ASSEMBLY features a wide range of historic and contemporary places, events and objects with strong connections to democratic processes and aspirations. The work was filmed in Australia’s Old Parliament House and the Palazzo Madama, the seat of the Italian Senate in Rome. Australian writer David Malouf’s poem ‘To be written in another tongue’ (1976), an imaginary conversation with a Lebanese ancestor, was transposed into shorthand by a stenographic machine used in the Italian Senate. This stenographic rendering of Malouf’s poem was then translated into musical notation and arranged as a musical score by the Australian composer Max Lyandvert. Musicians and performers, including the Torres Strait Island choreographer Deborah Brown, transpose and improvise with the score, in a series of acts of translation that increasingly render an English-language account of the complexities of intergenerational, cross-cultural communication as an inclusive, participatory and democratic experience.
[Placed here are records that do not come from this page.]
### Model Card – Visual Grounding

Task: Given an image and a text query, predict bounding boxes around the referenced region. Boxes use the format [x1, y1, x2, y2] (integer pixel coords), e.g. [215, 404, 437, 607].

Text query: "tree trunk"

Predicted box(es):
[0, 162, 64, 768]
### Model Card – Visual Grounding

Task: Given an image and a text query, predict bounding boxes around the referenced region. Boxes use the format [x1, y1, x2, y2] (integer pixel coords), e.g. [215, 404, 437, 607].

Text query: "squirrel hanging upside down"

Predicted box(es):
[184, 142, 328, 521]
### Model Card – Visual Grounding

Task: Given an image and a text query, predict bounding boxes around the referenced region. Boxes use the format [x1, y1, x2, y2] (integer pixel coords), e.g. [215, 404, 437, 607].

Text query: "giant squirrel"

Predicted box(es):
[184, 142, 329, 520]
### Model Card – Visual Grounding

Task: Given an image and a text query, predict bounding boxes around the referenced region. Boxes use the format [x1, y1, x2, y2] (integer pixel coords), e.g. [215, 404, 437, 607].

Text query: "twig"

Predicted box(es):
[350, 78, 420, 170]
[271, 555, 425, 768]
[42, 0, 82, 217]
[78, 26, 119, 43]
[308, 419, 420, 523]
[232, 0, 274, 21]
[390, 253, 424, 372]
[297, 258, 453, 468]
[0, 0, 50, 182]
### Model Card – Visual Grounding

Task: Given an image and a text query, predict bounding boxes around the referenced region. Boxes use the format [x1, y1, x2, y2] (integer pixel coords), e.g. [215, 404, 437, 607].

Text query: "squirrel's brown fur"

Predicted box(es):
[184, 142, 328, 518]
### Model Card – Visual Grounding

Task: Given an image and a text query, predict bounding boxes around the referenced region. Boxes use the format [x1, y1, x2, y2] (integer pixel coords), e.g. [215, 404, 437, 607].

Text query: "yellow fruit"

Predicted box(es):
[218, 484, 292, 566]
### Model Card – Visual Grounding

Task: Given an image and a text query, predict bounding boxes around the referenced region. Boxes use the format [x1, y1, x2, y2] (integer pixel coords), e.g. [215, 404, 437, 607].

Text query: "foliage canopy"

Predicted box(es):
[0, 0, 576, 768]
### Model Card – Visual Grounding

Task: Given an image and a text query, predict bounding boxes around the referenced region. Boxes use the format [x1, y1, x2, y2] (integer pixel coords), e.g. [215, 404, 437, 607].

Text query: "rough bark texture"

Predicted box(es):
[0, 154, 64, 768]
‘Collaboration is an important part of my practice, and a central element in the work itself. ASSEMBLY draws on a need to come together, to exchange and to learn from each other. I thank and acknowledge the dancers, singers, musicians, film and sound practitioners, the designers, architect, installation and project team who helped me bring this work to fruition,’ said Mesiti.

National Gallery Senior Curator, Photography Shaune Lakin says Mesiti probes the nature of connection through the many faces of modern Australia: ‘ASSEMBLY brings together over 40 artists, performers and musicians of multiple ancestries who together demonstrate the power of solidarity and collectively.’

Angelica Mesiti, ASSEMBLY was originally commissioned by the Australia Council for the Arts for the Venice Biennale 2019 and curated by Juliana Engberg.